Lambda School Data Science

*Unit 2, Sprint 3, Module 2*

---


# Permutation & Boosting

You will use your portfolio project dataset for all assignments this sprint.

## Assignment

Complete these tasks for your project, and document your work.

- [ ] If you haven't completed assignment #1, please do so first.
- [ ] Continue to clean and explore your data. Make exploratory visualizations.
- [ ] Fit a model. Does it beat your baseline? 
- [ ] Try xgboost.
- [ ] Get your model's permutation importances.

You should try to complete an initial model today, because the rest of the week, we're making model interpretation visualizations.

But, if you aren't ready to try xgboost and permutation importances with your dataset today, that's okay. You can practice with another dataset instead. You may choose any dataset you've worked with previously.

The data subdirectory includes the Titanic dataset for classification and the NYC apartments dataset for regression. You may want to choose one of these datasets, because example solutions will be available for each.


## Reading

Top recommendations in _**bold italic:**_

#### Permutation Importances
- _**[Kaggle / Dan Becker: Machine Learning Explainability](https://www.kaggle.com/dansbecker/permutation-importance)**_
- [Christoph Molnar: Interpretable Machine Learning](https://christophm.github.io/interpretable-ml-book/feature-importance.html)

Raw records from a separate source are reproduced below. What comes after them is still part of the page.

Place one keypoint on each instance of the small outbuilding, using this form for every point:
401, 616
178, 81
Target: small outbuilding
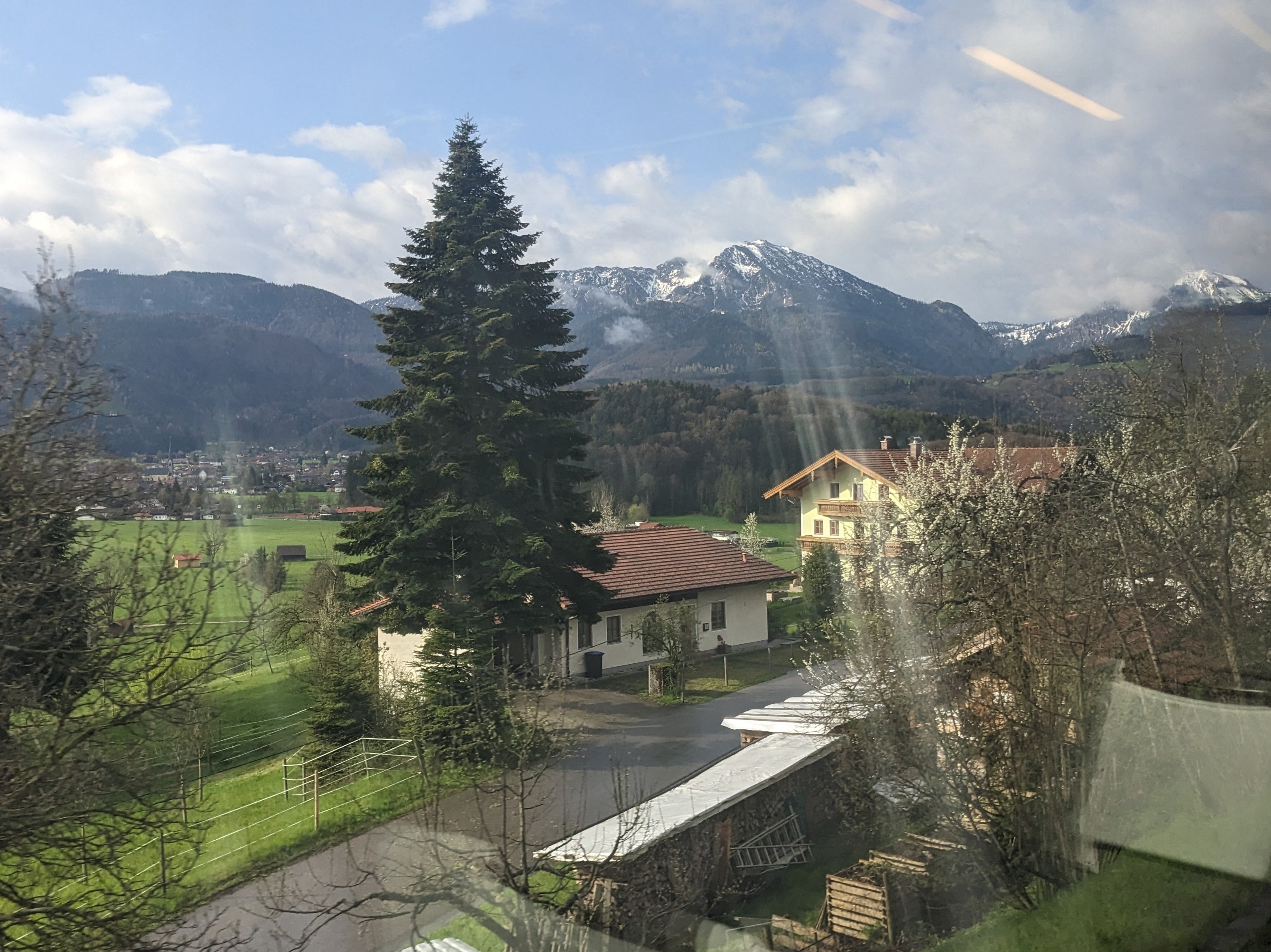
692, 851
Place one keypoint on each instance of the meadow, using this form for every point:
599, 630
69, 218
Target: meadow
317, 535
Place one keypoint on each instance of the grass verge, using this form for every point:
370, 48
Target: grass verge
1137, 904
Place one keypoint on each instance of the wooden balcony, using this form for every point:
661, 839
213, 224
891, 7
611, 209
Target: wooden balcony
846, 547
841, 509
853, 509
893, 548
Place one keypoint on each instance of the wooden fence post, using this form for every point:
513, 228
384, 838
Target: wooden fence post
163, 865
424, 771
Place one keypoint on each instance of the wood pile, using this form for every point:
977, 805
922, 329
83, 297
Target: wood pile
790, 936
880, 895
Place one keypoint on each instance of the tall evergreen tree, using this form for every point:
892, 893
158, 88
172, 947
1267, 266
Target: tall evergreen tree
481, 486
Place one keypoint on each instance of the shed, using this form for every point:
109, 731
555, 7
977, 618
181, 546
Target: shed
685, 852
721, 786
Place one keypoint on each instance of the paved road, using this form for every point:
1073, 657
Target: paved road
650, 748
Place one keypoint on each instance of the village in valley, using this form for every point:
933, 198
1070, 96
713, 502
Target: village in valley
454, 497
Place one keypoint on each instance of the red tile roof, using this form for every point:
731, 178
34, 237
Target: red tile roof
890, 466
370, 607
670, 560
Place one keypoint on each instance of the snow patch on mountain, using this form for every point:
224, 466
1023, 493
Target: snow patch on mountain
1197, 289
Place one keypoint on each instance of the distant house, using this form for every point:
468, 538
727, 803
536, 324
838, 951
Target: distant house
728, 589
846, 492
356, 510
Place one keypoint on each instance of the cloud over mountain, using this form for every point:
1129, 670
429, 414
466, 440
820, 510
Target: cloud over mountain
908, 162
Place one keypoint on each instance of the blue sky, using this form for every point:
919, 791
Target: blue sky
294, 142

#### (Default) Feature Importances
  - [Ando Saabas: Selecting good features, Part 3, Random Forests](https://blog.datadive.net/selecting-good-features-part-iii-random-forests/)
  - [Terence Parr, et al: Beware Default Random Forest Importances](https://explained.ai/rf-importance/index.html)

#### Gradient Boosting
  - [A Gentle Introduction to the Gradient Boosting Algorithm for Machine Learning](https://machinelearningmastery.com/gentle-introduction-gradient-boosting-algorithm-machine-learning/)
  - _**[A Kaggle Master Explains Gradient Boosting](http://blog.kaggle.com/2017/01/23/a-kaggle-master-explains-gradient-boosting/)**_
  - [_An Introduction to Statistical Learning_](http://www-bcf.usc.edu/~gareth/ISL/ISLR%20Seventh%20Printing.pdf) Chapter 8
  - [Gradient Boosting Explained](http://arogozhnikov.github.io/2016/06/24/gradient_boosting_explained.html)
  - _**[Boosting](https://www.youtube.com/watch?v=GM3CDQfQ4sw) (2.5 minute video)**_

In [0]:
import pandas as pd
df = pd.read_csv('gradcafe.csv')

In [0]:
df.head()

Unnamed: 0,comment,major,gre_quant,degree,season,decision,gre_verbal,date_of_result,term_year,undergrad_gpa,date_added,applicant_status,university,gre_awa
0,I applied because one compatriot teacher there...,"Computer Science,",160.0,Masters,Fall,Accepted,158.0,2019-08-14,2019,,2019-08-23,International without US degree,University Of South Carolina,3.5
1,,"Computer Science,",,PhD,Fall,Accepted,,2019-08-22,2019,,2019-08-21,International without US degree,"University Of Californa, Los Angeles (UCLA)",
2,Admitted to CS in Toronto,"Computer Science,",,PhD,Fall,Accepted,,2019-04-16,2019,,2019-08-17,Unknown,University Of Toronto,
3,,"Computer Science,",,Masters,Fall,Accepted,,2019-05-22,2019,,2019-08-17,Unknown,University Of Toronto,
4,"Hello, I've heard Amherst allows one to defer ...","Computer Science,",168.0,Masters,Spring,Others,159.0,2019-08-12,2020,3.8,2019-08-11,International without US degree,"University Of Massachusetts, Amherst",4.0


In [0]:
df.decision.value_counts()

Accepted    1310840
Rejected    1272526
Others      1120158
Name: decision, dtype: int64

In [0]:
df.columns

Index(['comment', 'major', 'gre_quant', 'degree', 'season', 'decision',
       'gre_verbal', 'date_of_result', 'term_year', 'undergrad_gpa',
       'date_added', 'applicant_status', 'university', 'gre_awa'],
      dtype='object')

In [0]:
df.decision = df['decision']

In [0]:
df['y_n'] = df['decision'] == 'Accepted'

In [0]:
df = df.dropna()

In [0]:
from sklearn.model_selection import train_test_split

train, test = train_test_split(df, train_size=0.80,
                              test_size=0.20, stratify=df['y_n'],
                              random_state=59)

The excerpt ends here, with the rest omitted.